More often than not it doesn’t. Movies based on Stephen King’s books are usually pretty bad. Needful Things is no exception. My continuing theory is that the movies tend to focus on those crazy monsters and the supernatural, but as any fan of King’s books can tell you, you might come to King for the killer clowns, but you stay for his descriptive abilities, and the way he fully draws his characters. The movies tend to shorten the character development in order to focus on the monsters and other craziness.

I’ve not read Needful Things, but I can feel the filmmakers doing that with the story. The basic outline is that a strange character named Leland Gaunt (Max Von Sydow) opens a shop called Needful Things in the small town of Castle Rock, Maine. He’ll sell you the thing you most desire. And he’ll sell it to you for cheap. A little cash and maybe a favor or two.

The favors, of course, are of evil intent. He’ll get you to do something bad, but not too bad. At least it doesn’t seem that bad to the person doing it. He gives a young boy a Mickey Mantle baseball card and in return asks him to smear some mud on a lady’s clean sheets, hanging out to dry. That’s mean, maybe, but not evil. Except what the boy doesn’t know is that this lady will blame Nettie Cobb (Amanda Plummer) a waitress she’s been feuding with. Someone else will be tasked to do something against Nettie who will blame the sheet lady. On and on it will go until the two women are coming at each other with knives and a cleaver. Soon enough the entire town is at each other’s throats.

But the thing is in the King novel (I presume, still haven’t read it, but I’d be willing to bet money this is true) he plumbs into the details of each character’s desires and what makes those favors so disastrous.

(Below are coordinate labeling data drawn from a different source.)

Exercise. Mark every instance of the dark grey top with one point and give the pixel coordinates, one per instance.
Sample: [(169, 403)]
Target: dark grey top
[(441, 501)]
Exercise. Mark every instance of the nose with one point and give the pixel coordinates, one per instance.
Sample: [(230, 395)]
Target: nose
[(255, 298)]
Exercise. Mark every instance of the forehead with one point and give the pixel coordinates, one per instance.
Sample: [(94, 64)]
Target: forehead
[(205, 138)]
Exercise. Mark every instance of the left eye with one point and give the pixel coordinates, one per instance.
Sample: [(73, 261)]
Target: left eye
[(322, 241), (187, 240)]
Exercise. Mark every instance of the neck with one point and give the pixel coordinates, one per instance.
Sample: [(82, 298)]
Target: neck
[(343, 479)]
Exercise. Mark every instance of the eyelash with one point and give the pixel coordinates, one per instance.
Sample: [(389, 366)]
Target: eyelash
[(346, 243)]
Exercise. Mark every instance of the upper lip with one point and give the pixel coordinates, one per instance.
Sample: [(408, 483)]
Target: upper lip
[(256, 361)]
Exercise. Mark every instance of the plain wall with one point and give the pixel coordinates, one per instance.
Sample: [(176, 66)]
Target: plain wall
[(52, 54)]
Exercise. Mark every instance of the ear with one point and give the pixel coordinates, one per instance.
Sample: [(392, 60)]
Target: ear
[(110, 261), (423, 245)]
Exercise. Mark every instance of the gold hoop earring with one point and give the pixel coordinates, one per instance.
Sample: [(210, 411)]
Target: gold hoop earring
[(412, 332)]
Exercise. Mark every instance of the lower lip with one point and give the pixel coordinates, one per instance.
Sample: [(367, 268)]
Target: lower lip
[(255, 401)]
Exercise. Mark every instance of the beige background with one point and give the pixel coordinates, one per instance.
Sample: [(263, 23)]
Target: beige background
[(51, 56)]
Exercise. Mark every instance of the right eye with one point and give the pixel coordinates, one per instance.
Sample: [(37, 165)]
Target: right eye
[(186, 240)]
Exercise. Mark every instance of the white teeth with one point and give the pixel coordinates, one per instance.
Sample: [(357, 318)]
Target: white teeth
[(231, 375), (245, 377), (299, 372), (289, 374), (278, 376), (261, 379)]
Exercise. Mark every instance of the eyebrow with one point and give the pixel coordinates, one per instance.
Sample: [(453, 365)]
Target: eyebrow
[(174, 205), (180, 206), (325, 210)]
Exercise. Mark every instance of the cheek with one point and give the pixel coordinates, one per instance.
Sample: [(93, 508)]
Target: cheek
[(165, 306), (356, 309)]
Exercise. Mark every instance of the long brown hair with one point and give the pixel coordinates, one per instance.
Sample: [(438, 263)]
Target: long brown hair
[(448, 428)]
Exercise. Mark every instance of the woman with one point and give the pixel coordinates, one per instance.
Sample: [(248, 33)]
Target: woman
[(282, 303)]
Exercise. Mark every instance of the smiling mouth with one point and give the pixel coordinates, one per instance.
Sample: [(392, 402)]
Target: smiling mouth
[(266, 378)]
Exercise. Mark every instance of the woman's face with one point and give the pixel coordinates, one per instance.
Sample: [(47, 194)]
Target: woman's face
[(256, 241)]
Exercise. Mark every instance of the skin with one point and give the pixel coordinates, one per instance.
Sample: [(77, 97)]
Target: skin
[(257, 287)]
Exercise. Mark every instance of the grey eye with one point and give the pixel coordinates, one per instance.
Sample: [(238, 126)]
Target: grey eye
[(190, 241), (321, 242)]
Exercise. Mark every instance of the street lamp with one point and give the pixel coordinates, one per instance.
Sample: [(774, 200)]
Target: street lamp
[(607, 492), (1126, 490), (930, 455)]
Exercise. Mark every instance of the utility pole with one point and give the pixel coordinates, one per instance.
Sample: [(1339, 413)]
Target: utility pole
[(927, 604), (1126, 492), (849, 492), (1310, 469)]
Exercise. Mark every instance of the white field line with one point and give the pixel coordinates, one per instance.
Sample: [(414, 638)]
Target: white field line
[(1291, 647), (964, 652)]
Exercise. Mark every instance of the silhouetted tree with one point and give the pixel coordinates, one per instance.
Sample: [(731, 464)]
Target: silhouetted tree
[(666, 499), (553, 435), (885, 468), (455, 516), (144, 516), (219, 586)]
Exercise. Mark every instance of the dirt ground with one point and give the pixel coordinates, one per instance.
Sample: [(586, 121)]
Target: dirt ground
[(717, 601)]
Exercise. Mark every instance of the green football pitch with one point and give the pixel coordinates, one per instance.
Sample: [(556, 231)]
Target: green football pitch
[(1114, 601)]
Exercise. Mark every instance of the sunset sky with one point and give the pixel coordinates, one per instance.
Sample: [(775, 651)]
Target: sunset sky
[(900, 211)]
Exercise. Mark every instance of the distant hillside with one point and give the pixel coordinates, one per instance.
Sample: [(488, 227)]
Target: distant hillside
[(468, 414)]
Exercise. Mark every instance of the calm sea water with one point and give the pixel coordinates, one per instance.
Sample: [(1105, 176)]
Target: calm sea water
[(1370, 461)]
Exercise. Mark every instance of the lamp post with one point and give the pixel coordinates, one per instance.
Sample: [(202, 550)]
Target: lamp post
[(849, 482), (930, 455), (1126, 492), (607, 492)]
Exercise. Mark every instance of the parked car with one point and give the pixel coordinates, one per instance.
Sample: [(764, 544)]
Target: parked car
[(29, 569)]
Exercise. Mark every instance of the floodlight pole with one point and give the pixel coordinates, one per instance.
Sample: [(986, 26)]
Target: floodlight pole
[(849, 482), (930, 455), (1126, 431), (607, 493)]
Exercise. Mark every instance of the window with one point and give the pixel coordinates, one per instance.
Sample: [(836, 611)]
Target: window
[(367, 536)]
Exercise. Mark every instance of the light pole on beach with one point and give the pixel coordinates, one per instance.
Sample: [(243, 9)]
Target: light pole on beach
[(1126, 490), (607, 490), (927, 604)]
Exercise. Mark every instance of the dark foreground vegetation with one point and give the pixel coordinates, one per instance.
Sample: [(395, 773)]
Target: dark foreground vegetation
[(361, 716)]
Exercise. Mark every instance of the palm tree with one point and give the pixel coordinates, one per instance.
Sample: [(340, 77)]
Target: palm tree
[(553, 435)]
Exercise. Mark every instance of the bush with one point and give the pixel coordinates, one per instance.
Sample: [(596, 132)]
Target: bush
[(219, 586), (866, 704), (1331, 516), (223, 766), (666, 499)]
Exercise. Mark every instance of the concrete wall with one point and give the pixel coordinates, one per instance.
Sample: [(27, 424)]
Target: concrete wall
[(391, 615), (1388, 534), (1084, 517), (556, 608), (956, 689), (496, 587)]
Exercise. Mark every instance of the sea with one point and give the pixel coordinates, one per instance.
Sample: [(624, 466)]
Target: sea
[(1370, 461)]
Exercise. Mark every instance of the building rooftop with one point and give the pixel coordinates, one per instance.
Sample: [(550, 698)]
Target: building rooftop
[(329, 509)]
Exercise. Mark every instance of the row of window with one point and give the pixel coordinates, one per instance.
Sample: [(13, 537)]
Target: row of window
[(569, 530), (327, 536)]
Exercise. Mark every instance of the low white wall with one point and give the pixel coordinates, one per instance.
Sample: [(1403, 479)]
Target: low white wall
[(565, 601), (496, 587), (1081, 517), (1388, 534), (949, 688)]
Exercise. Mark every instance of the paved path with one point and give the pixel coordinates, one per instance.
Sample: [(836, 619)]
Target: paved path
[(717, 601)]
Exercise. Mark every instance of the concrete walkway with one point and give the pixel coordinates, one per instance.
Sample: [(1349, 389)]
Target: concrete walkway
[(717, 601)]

For example, there is one character who is sold an old high school athletic jacket. One imagines that in the book King spends multiple pages telling us about this guy. Digging into how his best days were in high school, playing sports, getting the girl, and exceeding at life. About how every day after that has been a steady series of letdowns. We’d understand who this guy was, and why that jacket means everything to him. In the movie, we get a ten-second flashback of him riding around in a convertible with his jacket on and a girl at his side. That gets the point across, but not enough to make me actually care.

That happens over and over in the film. There are a lot of characters who buy a lot of things from Gaunt and have to perform a lot of favors for him. We get the gist of everything, but none of the details. And it’s the details that make us care.

The cast, including Ed Harris as our hero the sheriff, and J.T. Walsh as an asshole businessman are all good for what little they are given. Max Von Sydow is clearly having a wonderful time. He’s worth the price of admission alone.

In the end it isn’t the worst Stephen King adaptation, but it is far from the best.